Lenox watched him go down Cowman’s Lane—he didn’t turn back, a final gracefulness—and then tapped the door of the carriage to indicate that they could return home.
How silly it had seemed, the handsome carriage; the vanity of it; the vanity of the world. Those were his rather muddled thoughts after dropping the second doctor at the station.
He had been so sure he could fix it. Arrogance.
Still, it was good to have the following days with his parents. Edmund was arriving soon, and Lenox had been setting his mind to the next five months. He wished to be here as often as possible. Af
ter June 2, he would, one way or the other, spend most of his time at Lenox House.
After midnight on that Sunday evening—so at the outset of Monday, really—Lenox and Graham arrived at Charing Cross. It was a rainy night in London, heavy fog.
To his surprise, his brother was waiting for them there. He lifted a hand and smiled. “There you are,” he said. “To the minute.”
“Goodness, Edmund,” said Charles. “What on earth brings you to meet us?”
“Oh?” Edmund took one of the small bags that Graham and Charles had divided between them, having declined a porter. “Just a thought that I would.”
They took a cab back to Lenox’s flat, which was slumbering—he had offered no advance notice of the timing of his return—and together made up a bickering fire, then settled comfortably with two drinks. Graham had retreated to the back part of the flat to unpack.
“How do they seem?” Edmund said.
Charles reflected for a moment. “Father seems himself. Mother a wreck.”
“And the doctors are in agreement?”
“Yes.”
“Five months.”
Charles nodded. “Or six. Thereabouts.”
“October,” said Edmund.
The strangest look came over his face. It was one of those moments when a hundred roads forward fall away. From now on, like their father, he would be concerned with the health of trees on their land, the happiness of their tenants, the expense of fixing a wall four centuries old.
But it was also infused by a purer grief than perhaps Charles had experienced, he saw. He realized that even this week he had still been looking for his father’s—approval, perhaps, or respect. For Edmund, his father was closer to an equal. He needed nothing from Sir Edward before his death; what a keen edge that added to his sorrow, and what a keener one it took away.
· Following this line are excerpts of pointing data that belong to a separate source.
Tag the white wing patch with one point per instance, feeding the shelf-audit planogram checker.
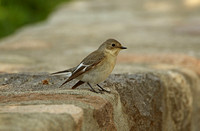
(81, 65)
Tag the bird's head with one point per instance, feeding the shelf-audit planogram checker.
(111, 46)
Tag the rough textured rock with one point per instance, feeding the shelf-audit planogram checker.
(162, 100)
(160, 93)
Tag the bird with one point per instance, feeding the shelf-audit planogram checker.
(96, 67)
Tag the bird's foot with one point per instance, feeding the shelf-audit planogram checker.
(102, 89)
(98, 92)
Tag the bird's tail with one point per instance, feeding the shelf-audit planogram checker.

Charles was quiet. At last, he said, “Molly will go with you?”
“Oh? Yes, and the boy.”
That was their son, James. “I say, get Molly to draw.”
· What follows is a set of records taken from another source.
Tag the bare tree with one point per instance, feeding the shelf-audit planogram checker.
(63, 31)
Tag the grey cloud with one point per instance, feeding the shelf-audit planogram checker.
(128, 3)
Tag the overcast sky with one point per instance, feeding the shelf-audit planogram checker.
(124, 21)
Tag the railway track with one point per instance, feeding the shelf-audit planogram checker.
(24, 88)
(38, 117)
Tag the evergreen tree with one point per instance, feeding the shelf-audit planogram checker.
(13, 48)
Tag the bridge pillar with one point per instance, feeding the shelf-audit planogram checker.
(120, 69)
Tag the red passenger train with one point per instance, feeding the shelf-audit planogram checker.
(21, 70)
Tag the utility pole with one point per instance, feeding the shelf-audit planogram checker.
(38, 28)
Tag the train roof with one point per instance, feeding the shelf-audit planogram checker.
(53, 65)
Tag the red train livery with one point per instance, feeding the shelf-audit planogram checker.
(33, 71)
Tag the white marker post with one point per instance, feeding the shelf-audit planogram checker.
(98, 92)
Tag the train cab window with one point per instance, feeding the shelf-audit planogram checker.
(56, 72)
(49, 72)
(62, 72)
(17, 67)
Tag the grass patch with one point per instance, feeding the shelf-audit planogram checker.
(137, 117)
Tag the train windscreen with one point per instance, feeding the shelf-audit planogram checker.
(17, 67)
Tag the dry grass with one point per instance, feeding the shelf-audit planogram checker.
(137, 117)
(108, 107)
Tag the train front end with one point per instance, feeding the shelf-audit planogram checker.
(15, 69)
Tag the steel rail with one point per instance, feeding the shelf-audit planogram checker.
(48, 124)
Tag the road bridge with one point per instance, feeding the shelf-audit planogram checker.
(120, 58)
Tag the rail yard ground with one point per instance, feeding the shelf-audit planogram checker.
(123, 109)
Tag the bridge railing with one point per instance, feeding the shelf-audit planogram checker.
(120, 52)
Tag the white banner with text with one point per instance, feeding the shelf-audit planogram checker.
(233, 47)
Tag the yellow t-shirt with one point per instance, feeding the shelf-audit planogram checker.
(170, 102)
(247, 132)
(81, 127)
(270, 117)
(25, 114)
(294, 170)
This was rather elliptical, but Edmund nodded straightaway. His wife—a person of the country—had rather fewer attainments, in French or pianoforte or whatever you liked, than most of the women they knew. But she had an innate gift for likeness in drawing. Her small line drawings, often made in half distraction at a party and left behind, were unerringly alive, and whenever Charles was next in whatever home they had been in, he would find that Molly’s scrap of paper had been framed and placed in some honored place.